会合だけでなく、よほど親しかった人の以外には、あまりお葬式にも行きません。長年お世話になった恩師や身内、親しい友人などはさすがに別ですが、単なる知人や仕事の関係者、友人のご家族などの葬儀には失礼しています。
根源的には、儀式などは形だけのもの、本来から言えば、亡くなった人を心の中で真摯に悼めばよいのであって、葬儀に顔を出して香典袋を置いてくる行為にはほとんど意味がないと思っています。
もちろん読者にまで「葬儀に行くな」と言うつもりはないですが、基準を決めて時間の使い方を管理しない限り、惰性に流されるまま今後も時間を浪費するだけです。

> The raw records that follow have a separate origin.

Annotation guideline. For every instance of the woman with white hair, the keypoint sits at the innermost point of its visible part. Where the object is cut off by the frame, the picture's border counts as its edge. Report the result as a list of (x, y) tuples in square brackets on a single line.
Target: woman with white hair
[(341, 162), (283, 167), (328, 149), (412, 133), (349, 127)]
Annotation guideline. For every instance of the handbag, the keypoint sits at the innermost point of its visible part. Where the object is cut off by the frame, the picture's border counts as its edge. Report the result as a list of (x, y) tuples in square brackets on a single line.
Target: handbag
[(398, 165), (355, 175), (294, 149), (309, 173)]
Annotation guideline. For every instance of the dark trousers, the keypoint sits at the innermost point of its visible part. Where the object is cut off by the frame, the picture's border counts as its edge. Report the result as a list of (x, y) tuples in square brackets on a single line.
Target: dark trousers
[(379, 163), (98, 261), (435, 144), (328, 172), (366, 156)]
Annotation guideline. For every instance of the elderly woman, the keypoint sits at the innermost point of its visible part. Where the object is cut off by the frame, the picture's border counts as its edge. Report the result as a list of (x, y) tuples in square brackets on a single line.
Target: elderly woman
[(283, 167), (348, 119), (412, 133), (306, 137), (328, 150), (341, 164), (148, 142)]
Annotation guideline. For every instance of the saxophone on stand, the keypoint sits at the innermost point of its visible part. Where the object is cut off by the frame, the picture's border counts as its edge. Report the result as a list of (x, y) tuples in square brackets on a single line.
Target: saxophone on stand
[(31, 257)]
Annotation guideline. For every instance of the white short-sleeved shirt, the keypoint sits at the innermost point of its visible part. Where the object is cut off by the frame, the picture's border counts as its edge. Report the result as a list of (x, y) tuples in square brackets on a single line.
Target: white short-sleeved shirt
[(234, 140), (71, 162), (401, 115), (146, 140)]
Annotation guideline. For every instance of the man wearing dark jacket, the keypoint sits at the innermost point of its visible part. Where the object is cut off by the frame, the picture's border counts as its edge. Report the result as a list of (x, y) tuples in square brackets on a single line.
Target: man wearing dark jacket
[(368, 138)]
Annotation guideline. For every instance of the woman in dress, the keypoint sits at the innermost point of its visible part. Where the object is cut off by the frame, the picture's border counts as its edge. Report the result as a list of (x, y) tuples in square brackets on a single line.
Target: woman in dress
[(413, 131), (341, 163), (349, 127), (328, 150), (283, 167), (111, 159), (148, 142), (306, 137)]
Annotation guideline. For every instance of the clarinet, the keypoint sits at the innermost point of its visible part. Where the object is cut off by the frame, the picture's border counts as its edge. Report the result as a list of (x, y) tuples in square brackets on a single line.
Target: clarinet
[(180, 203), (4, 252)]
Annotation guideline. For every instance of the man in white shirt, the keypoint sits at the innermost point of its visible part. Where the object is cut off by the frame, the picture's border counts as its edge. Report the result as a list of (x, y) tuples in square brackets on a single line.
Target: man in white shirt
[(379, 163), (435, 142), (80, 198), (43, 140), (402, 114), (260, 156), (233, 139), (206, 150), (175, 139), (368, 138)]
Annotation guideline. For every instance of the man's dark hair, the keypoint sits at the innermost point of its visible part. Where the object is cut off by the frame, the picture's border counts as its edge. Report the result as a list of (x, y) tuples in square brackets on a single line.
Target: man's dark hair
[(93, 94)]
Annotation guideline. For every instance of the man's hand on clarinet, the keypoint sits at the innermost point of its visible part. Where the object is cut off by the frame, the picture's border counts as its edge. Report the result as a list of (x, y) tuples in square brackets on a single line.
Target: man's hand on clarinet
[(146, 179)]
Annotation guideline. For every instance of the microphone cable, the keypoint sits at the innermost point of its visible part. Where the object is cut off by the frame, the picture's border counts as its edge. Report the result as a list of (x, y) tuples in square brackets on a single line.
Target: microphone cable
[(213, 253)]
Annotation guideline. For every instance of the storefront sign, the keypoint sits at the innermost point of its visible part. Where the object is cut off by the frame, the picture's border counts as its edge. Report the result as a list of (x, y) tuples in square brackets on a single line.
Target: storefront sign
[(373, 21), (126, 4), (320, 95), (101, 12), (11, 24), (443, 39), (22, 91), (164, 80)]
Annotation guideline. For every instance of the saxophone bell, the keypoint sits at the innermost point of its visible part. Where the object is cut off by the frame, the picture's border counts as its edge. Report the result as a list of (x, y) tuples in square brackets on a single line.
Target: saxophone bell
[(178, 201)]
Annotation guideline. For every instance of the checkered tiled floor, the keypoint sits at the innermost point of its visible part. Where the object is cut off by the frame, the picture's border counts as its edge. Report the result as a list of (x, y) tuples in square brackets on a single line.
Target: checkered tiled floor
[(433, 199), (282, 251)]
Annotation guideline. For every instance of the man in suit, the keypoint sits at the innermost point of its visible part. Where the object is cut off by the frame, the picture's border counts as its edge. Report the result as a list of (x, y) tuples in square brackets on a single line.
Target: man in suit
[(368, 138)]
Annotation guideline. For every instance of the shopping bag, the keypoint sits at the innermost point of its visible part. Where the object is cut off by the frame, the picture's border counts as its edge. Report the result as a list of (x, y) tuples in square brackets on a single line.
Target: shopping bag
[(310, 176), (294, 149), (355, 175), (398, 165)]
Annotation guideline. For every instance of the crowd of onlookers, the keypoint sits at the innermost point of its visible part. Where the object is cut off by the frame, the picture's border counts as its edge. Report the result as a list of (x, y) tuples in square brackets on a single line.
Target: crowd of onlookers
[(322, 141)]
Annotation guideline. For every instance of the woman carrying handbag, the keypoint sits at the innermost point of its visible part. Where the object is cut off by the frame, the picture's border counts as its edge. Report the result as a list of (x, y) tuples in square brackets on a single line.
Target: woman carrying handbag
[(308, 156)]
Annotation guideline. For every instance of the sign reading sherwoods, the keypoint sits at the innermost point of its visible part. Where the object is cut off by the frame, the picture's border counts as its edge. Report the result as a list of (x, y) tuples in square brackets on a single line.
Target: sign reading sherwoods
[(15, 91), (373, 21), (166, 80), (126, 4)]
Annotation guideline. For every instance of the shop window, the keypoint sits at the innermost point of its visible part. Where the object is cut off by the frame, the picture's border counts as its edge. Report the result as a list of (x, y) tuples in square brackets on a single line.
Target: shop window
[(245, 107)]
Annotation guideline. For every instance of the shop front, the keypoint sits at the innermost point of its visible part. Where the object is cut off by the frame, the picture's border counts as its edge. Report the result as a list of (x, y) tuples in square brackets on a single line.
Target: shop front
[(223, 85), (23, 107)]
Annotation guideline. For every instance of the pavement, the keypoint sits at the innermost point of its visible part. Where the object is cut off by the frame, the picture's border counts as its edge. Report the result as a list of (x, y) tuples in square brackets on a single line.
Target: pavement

本音では行きたくないなとか、時間がもったいないなと思っていながら、断り切れずに付き合って人生の大切な時間を無駄遣いしてしまい、やがて年を取って、体力と気力が衰えてきたときに「こんなはずじゃなかった」と後悔しても後の祭りです。自分の人生を大切に使うということのためには、つまらぬパーティや会合や法事などの義理は欠く、それが私の確信的生き方なのです。
趣味というのは人生に
「付加価値」を付ける営み
そもそも、趣味というのは「何かを作り出すクリエイティブな営為」であるべきであり、人生に付加価値を付けていくための営みなのだと、私は措定しています。
例えば句会に参加するなら、そのために古典的な言葉を勉強するとか、表現の技巧を研究するとか、日本の季節感と季語を知るとか、いろいろやるべきことがあります。自己実現を目指すなら、まずそういう創造的なことに時間を注ぐ必要があります。